Post-embryonic stage and parental care
The beginning of juvenile stage is marked by the exhaustion of the yolk from within the crop . Starting from mid Stage 11, A. lata grows distinctively flat (Fig. 5a-c). Body coloration of the growing adults is fawn to pale, slightly translucent with a body length of 10–22 mm . Parental care in A. lata ends after the juveniles that have exhausted their yolk start leaving the adult. After brooding is finished, the parent adults feed on snails and reproduce at least two times more before dying.
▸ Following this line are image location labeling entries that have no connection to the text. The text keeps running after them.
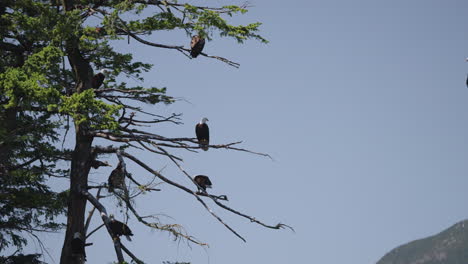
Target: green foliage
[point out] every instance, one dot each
(84, 107)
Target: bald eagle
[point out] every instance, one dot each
(203, 182)
(196, 46)
(120, 229)
(78, 246)
(203, 134)
(98, 79)
(116, 178)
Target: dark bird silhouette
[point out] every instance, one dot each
(116, 178)
(120, 229)
(203, 182)
(98, 79)
(196, 46)
(203, 134)
(78, 246)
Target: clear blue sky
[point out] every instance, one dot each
(363, 106)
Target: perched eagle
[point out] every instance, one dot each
(120, 229)
(98, 79)
(196, 46)
(203, 134)
(203, 182)
(117, 178)
(78, 245)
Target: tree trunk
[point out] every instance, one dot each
(82, 154)
(80, 167)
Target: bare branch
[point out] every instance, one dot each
(160, 176)
(90, 215)
(278, 226)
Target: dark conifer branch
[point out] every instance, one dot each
(130, 254)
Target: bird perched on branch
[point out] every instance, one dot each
(98, 79)
(120, 229)
(203, 134)
(116, 178)
(196, 45)
(203, 182)
(78, 246)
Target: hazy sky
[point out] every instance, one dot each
(364, 108)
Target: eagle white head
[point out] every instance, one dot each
(77, 235)
(104, 72)
(203, 121)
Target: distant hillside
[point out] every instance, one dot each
(448, 247)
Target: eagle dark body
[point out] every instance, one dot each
(203, 135)
(203, 182)
(196, 46)
(120, 229)
(97, 80)
(78, 246)
(117, 178)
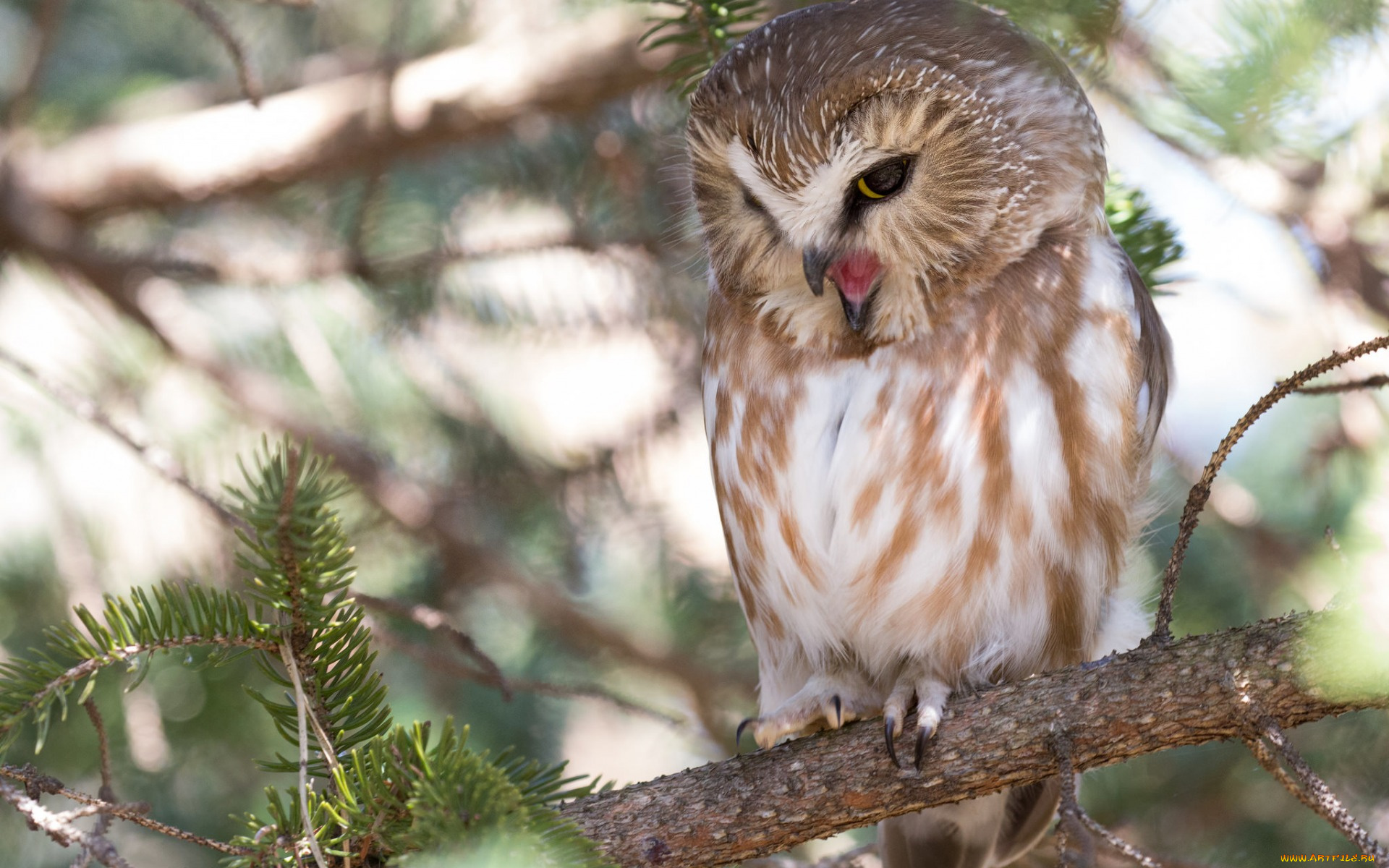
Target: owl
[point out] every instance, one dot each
(931, 377)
Calsensin expression patterns
Chemical in situ studies for Ala-calsensin expression were conducted during the later stages of A. lata development. No expression was detected during Stage 9 (Fig. 6a). During Stage 10, expression of mRNA transcripts was detected in the developing segmental ganglia (Fig. 6b). Then, during Stage 11, Ala-calsensin was expressed in the segmental ganglia and the peripheral neurons in the body wall (Fig. 6c-d). In addition, a phylogenetic tree was constructed that clusters Ala-calsensin and a Helobdella robusta calsensin ortholog together to form a monophyletic group alongside Hma-calsensin within Hirudinea (BP > 50%) (Additional file 1).